Usually those words are followed by this: My help comes from the Lord, the Maker of heaven and earth. He will not let your foot slip - He who watches over you will not slumber; Indeed, he who watches over Israel will neither slumber nor sleep. The LORD watches over you The LORD is your shade at your right hand; The sun will not harm you by day, nor the moon by night. The LORD will keep you from all harm - He will watch over your life; The LORD will watch over your coming and going Both now and forevermore.
Sounds amazing, doesn't it? Just what I want, really! But these days my question isn't answered so soundly. For me I am looking around and asking, "where does my help come from?" I would love to answer it as did the Psalmist. But I just can't. I ask my questions and I don't feel like I hear an answer. I make my requests, good ones, and they too go unanswered. These days it kind of feels like I'm on my own, and left to do the best I can do.
Mostly these prayers are in reference to my family, for peace, or rest, or just to experience God in some sort of way! Or for him to just deal with me and my heart. I'll tell you, 3 a.m. prayers are pretty raw, and you can do a fair amount of looking for help. But I don't know where my help comes from.
I've actually gotten mad at God, and I decided I wasn't going to talk to him or ask him for anything else, since I kind of felt like I was on my own anyway. But I keep finding myself praying and talking to him before I can stop myself, and when I realize what I'm doing I'm just left in a fuzzy quandry.
I ABSOLUTELY believe in God. I absolutely believe he's good, and knows all things and controls all things. In a very active way. And I believe in Jesus. I believe he is who he says he is, and that he did what he says he did. But I also want him to draw close to me and interact with me, which I do NOT believe he is doing. Perhaps one day he will again. But not these days.
So I have a lot of dissonance in my heart. Because really I love him. I fear him a bit. Or maybe I fear him really, and love him a bit. But I'm also mad at him and want to pout and give him the silent treatment. To see if he notices? Maybe with the challenge for him to prove to me who he really is. Because perhaps therein lies some of my confusion.

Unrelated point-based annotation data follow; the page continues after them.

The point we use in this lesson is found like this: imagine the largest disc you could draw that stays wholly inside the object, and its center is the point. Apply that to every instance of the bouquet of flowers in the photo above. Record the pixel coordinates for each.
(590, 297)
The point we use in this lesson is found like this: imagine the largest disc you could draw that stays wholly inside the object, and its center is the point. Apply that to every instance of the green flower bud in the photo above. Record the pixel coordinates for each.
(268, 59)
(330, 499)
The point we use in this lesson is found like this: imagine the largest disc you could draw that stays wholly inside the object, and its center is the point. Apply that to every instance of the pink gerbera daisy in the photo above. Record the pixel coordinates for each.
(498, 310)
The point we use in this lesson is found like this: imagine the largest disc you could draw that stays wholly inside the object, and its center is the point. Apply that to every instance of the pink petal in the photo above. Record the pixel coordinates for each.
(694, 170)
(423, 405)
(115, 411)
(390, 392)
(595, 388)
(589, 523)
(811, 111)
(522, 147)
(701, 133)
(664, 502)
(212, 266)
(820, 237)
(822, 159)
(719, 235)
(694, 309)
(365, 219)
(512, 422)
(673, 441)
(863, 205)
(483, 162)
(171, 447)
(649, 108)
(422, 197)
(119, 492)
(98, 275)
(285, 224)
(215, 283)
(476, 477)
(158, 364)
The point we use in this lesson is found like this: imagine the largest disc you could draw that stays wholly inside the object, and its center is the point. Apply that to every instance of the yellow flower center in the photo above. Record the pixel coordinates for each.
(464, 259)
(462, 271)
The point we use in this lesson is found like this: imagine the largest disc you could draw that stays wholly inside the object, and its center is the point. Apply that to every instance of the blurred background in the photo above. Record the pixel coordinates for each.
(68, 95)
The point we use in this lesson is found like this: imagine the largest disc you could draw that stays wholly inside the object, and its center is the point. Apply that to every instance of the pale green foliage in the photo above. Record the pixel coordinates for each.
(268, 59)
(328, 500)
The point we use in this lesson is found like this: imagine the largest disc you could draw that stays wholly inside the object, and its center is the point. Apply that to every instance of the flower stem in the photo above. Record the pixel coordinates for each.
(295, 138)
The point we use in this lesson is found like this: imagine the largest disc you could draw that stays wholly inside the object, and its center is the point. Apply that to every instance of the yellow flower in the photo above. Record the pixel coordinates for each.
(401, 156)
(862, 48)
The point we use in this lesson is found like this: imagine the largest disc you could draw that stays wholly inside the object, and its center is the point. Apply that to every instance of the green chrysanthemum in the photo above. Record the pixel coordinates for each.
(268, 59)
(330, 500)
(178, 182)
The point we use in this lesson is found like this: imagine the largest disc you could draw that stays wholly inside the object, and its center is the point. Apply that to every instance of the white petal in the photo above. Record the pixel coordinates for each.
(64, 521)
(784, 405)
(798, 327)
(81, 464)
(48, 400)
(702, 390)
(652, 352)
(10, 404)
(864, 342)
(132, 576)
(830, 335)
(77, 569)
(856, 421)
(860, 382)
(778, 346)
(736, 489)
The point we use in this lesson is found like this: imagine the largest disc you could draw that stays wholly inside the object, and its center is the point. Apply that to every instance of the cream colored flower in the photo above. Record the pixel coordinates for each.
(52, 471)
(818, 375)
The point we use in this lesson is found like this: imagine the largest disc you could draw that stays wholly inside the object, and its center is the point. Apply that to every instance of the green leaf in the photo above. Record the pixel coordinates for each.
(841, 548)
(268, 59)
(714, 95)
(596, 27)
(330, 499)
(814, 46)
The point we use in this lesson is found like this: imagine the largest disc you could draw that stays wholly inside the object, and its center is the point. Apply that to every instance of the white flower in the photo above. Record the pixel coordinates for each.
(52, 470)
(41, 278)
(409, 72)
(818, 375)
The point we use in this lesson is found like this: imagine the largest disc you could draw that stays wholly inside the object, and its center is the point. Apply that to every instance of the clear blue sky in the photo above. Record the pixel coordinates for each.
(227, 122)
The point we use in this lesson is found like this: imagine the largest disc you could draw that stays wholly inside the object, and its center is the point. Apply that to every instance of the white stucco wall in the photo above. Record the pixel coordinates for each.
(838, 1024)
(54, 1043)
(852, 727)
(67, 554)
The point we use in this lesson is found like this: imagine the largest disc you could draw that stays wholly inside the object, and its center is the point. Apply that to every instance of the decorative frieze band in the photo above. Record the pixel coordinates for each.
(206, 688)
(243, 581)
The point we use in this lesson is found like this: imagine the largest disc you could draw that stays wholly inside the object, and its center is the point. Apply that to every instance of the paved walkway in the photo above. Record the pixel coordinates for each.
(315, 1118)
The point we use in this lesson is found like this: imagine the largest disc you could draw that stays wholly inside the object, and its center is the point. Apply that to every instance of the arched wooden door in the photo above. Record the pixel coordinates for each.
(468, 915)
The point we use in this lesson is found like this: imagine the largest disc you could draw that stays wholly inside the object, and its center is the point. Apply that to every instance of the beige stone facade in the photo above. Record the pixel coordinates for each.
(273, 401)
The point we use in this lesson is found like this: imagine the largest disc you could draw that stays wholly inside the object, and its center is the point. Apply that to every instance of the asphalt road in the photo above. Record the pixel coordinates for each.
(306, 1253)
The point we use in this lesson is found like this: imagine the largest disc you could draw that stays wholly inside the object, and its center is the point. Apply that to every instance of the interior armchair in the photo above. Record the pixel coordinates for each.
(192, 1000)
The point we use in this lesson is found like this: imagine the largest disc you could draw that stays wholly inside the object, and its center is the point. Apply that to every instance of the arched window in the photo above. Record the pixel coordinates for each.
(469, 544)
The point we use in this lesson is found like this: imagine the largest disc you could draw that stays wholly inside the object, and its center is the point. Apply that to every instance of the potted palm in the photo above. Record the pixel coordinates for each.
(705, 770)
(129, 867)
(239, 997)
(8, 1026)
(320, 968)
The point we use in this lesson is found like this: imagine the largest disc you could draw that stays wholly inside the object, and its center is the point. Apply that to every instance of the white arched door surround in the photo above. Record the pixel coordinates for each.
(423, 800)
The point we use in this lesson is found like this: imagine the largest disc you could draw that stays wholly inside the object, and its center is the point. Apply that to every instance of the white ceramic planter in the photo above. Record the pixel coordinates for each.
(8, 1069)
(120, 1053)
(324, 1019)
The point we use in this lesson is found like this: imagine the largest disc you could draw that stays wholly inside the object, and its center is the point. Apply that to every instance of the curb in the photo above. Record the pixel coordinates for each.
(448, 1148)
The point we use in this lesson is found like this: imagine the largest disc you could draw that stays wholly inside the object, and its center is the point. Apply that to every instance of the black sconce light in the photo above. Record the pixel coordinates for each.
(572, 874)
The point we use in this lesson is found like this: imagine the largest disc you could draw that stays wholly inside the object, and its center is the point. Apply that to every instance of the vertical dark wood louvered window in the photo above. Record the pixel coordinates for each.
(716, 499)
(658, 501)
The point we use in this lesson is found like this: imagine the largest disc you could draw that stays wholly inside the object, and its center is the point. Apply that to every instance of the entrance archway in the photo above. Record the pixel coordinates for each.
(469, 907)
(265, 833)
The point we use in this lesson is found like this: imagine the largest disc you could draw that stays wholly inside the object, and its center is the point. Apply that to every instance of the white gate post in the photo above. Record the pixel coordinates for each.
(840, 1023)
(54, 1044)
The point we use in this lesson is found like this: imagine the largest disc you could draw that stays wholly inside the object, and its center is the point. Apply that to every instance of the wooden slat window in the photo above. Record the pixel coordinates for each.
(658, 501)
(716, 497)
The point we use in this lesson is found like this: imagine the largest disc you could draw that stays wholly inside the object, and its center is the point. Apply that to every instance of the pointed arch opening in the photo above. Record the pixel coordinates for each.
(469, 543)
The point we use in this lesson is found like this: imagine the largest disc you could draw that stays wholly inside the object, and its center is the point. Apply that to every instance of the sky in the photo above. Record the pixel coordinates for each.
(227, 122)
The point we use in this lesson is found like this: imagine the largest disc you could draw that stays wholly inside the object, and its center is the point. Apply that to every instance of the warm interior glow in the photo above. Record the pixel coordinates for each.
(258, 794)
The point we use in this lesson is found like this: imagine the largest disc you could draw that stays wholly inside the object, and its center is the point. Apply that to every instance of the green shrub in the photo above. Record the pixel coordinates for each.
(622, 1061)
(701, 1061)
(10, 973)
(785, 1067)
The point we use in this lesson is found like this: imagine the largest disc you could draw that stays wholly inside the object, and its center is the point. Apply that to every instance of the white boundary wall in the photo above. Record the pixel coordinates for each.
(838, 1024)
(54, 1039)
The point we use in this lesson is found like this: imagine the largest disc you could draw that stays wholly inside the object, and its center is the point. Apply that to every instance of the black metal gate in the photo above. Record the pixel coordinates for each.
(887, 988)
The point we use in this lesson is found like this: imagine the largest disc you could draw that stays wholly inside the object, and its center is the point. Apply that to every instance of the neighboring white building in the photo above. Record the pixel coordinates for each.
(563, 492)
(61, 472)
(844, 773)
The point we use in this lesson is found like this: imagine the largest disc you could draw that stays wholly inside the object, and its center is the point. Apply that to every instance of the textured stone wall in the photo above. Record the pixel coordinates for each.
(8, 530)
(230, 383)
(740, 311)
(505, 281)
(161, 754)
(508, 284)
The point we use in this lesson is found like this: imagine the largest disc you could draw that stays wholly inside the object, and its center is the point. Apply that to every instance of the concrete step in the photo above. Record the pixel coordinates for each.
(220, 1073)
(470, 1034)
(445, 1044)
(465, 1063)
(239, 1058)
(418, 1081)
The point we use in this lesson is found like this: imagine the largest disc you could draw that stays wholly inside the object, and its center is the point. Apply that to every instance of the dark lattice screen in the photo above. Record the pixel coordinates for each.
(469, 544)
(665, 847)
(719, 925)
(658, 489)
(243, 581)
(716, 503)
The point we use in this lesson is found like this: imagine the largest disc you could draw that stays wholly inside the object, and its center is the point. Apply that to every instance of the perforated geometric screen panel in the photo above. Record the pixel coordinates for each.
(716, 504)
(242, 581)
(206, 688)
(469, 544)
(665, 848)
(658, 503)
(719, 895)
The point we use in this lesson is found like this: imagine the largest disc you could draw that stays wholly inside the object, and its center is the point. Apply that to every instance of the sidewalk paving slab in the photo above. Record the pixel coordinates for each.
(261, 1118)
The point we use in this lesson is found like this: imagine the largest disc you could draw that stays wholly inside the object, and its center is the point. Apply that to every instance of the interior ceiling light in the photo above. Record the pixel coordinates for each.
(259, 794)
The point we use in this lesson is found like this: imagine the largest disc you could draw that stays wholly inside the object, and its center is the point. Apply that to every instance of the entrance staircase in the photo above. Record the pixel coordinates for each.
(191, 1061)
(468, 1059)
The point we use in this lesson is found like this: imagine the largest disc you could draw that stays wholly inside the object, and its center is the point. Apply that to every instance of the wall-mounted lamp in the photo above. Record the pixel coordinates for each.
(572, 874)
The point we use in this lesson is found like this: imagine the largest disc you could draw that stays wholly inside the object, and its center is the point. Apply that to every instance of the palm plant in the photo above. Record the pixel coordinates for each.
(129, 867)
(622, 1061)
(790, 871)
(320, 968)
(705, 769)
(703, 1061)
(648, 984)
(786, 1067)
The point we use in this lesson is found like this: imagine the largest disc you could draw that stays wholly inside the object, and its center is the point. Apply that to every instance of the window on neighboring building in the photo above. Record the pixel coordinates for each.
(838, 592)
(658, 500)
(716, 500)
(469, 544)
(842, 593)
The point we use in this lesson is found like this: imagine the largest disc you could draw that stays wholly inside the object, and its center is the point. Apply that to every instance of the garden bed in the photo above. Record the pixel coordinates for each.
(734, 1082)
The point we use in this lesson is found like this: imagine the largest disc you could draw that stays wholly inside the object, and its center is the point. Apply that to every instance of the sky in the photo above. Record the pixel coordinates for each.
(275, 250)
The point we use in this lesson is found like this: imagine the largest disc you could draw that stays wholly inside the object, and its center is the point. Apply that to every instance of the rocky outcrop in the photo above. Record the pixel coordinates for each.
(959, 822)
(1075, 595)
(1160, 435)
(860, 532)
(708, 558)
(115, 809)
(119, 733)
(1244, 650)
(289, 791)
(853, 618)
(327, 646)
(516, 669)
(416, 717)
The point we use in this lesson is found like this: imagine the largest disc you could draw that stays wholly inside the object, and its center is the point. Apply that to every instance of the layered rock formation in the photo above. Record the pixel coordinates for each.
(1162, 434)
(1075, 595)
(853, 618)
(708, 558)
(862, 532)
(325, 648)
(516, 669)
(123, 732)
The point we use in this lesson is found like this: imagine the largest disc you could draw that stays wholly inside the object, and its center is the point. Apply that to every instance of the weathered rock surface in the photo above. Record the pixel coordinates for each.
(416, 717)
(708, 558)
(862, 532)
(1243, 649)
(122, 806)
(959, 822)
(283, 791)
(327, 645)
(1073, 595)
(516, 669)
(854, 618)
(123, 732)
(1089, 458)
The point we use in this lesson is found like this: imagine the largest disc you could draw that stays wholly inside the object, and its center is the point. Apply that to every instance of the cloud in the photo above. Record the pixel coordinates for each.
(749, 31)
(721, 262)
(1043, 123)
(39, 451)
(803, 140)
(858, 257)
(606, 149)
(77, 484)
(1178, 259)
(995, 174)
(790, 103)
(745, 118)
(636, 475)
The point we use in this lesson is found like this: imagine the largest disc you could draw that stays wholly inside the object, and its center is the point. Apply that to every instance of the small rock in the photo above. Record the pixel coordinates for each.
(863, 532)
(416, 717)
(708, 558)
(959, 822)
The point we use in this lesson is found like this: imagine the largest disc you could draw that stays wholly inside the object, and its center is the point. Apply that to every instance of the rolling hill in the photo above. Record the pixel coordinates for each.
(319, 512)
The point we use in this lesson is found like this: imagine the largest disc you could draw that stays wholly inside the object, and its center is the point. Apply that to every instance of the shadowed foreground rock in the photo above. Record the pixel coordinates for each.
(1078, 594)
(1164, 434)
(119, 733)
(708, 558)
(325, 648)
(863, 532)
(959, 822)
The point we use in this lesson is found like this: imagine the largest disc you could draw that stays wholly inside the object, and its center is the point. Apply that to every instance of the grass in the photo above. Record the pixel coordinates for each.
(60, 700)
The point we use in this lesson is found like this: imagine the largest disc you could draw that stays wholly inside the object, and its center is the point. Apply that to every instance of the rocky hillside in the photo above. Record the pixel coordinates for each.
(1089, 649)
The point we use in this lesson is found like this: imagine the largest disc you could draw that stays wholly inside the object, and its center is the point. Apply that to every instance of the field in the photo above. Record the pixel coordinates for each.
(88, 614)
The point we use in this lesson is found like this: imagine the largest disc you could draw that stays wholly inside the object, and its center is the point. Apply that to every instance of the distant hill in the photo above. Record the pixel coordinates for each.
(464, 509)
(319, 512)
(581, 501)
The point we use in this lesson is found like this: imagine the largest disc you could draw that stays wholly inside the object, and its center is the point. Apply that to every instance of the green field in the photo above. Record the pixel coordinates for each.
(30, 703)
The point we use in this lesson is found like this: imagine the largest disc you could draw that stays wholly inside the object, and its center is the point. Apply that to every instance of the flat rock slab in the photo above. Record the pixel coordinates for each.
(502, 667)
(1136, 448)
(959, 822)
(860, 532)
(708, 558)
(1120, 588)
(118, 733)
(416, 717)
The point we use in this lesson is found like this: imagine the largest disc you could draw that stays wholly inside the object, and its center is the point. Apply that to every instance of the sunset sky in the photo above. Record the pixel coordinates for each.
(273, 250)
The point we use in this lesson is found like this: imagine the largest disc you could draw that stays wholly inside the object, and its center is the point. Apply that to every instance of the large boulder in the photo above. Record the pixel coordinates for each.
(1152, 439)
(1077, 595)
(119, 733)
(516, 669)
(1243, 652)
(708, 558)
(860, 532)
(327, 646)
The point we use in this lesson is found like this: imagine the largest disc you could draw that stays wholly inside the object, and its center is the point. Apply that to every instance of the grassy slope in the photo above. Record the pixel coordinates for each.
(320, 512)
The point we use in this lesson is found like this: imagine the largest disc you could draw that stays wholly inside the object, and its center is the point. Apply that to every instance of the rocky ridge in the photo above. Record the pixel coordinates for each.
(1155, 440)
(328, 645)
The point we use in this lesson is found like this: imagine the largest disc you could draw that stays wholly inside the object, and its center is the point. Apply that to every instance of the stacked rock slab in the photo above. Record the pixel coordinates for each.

IS he the only way to heaven? ARE we really just supposed to do the best we can and see how things end up? Is my family anything special to him at all, and does he really hold onto us so we can't slip away? I feel like I don't know the things I used to know.
I know I'll probably be referred to go back and read my Bible more diligently, or seek more fervently. But why is it up to me to do in order to experince Him? And when I'm at my end, isn't that when his strength is made greatest? (Sigh--does that mean I have more to drain out of me before He'll answer me?)
My Nanny died last Thursday, January 20, my anniversary. (It's just coincidental that it happened to be my anniversary.) So what happened to her? My training and my belief tells me she knew Jesus so she went to heaven. I know what she believed! But is it so appealing to go to heaven and worship before someone we hardly knew here on earth? What is really true, here?
And yet, as if sending me a directive from beyond the grave, she compelled the Hospice chaplain to share Philippians 2:12-18 at her funeral--specifically poignant was 12-13--Therefore, my dear friends, as you have always obeyed—not only in my presence, but now much more in my absence—continue to work out your salvation with fear and trembling, for it is God who works in you to will and to act in order to fulfill his good purpose.
So... so I guess I still feel like pouting. And I do not have any clever conclusion to draw at the end of this post. I cannot shake what I believe, even when I'm not sure of it. And I guess I will carry on. But I do feel like I'm at the end of my strength, and I hope this doesn't make God angry, but for now I'm leaving it up to Him, and to the church to function like he's called it to. Grace means that forgiveness isn't due to what we can muster, and if what I have believed my whole life is true, then he won't let me slip through his fingers. This probably isn't what testing is supposed to look like, but I hope he keeps holding onto me when I can't hold onto him any longer.